2. La proposizione è formata da intensioni in senso carnapiano: l'intensione determina l'estensione.

3. La proposizione può essere afferrata dal pensiero (Frege non ha mai chiarito la natura di questo afferrare).

Dennett sembra poi condividere l'intuizione del Churchland, per il quale il rischio metafisico, implicito nei predicati di atteggiamenti proposizionali, intenzionalità compresa, non è nulla di diverso rispetto al rischio metafisico latente nei predicati di misura fisica. Per "rischio metafisico" qui si indica la condizione di (possibile) superamento dell'orizzonte fisico in un ripiegamento eccessivo del punto di vista fisico su se stesso.
Nell'interpretazione di Churchland non è necessario presupporre una valenza concreta della proposizione nella mente, rinunciando a considerare la proposizione stessa come un'entità avente "un ruolo causale di qualche tipo negli eventi psicologici". In altri termini, la funzione della proposizione, all'interno sempre della psicologia del senso comune, è paragonabile a quella del numero nelle scienze fisico-matematiche, una funzione regolativa o giurisdizionale -nel senso dell'ermeneutica giuridica. Dennett prende molto sul serio la concezione predicativa della proposizione, comune anche a Churchland e Davidson. La funzione della proposizione è di denotare un termine isolato, che sviluppa la particella avverbiale, capace di modificarsi in una strategia proposizionale.
Dennett considera essenziale il concetto di intenzionalità, cioè la strategia che adottiamo quando definiamo un sistema intenzionale in termini di credenze/desideri; infatti l'atteggiamento intenzionale rende conto delle nostre tattiche nei rapporti interpersonali, ed è molto efficace in quanto frutto di una sorta di astuzia evolutiva della mente rispetto al mondo esterno, dove assumiamo di continuo una strategia intenzionale per spiegare il comportamento esplicito dei fenomeni della realtà che ci circonda, e degli oggetti che in essa incontriamo. Scrive Dennett:

«In che modo siamo in grado di capire, descrivere, prevedere gli atteggiamenti, le attività dei nostri simili, gli esseri umani?».

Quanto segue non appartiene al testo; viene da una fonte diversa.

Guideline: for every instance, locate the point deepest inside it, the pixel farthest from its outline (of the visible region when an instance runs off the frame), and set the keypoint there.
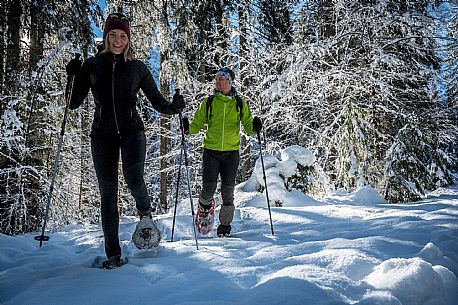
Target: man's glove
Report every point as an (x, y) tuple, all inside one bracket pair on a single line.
[(257, 124), (74, 66), (185, 125), (178, 102)]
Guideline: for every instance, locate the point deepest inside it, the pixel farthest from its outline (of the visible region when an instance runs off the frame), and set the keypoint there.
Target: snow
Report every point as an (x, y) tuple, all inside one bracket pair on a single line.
[(337, 250)]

È chiaro che per rispondere non si dovrà interrogare solamente il punto di vista scientifico, utile e proficuo entro certi limiti, ma anche la psicologia del senso comune, radicata in concetti come credenze, desideri e simili. Dennett si fa così garante di una prospettiva pragmatista, legata alla concretezza e tuttavia immune da uno spirito scientifico acritico, come da un pregiudizio antiscientista che gli è estraneo -come dimostra la sua critica al comportamentismo linguistico di Ryle. Semplicemente Dennett, in analogia con l'analisi del linguaggio ordinario, vuole fare un'analisi della psicologia del senso comune, la quale da sola può assicurare una revisione dell'intenzionalità come una strategia utilitaristica applicata nella vita di tutti i giorni e voluta dalla nostra evoluzione per rispondere alle sollecitazioni e alle sfide della realtà esterna.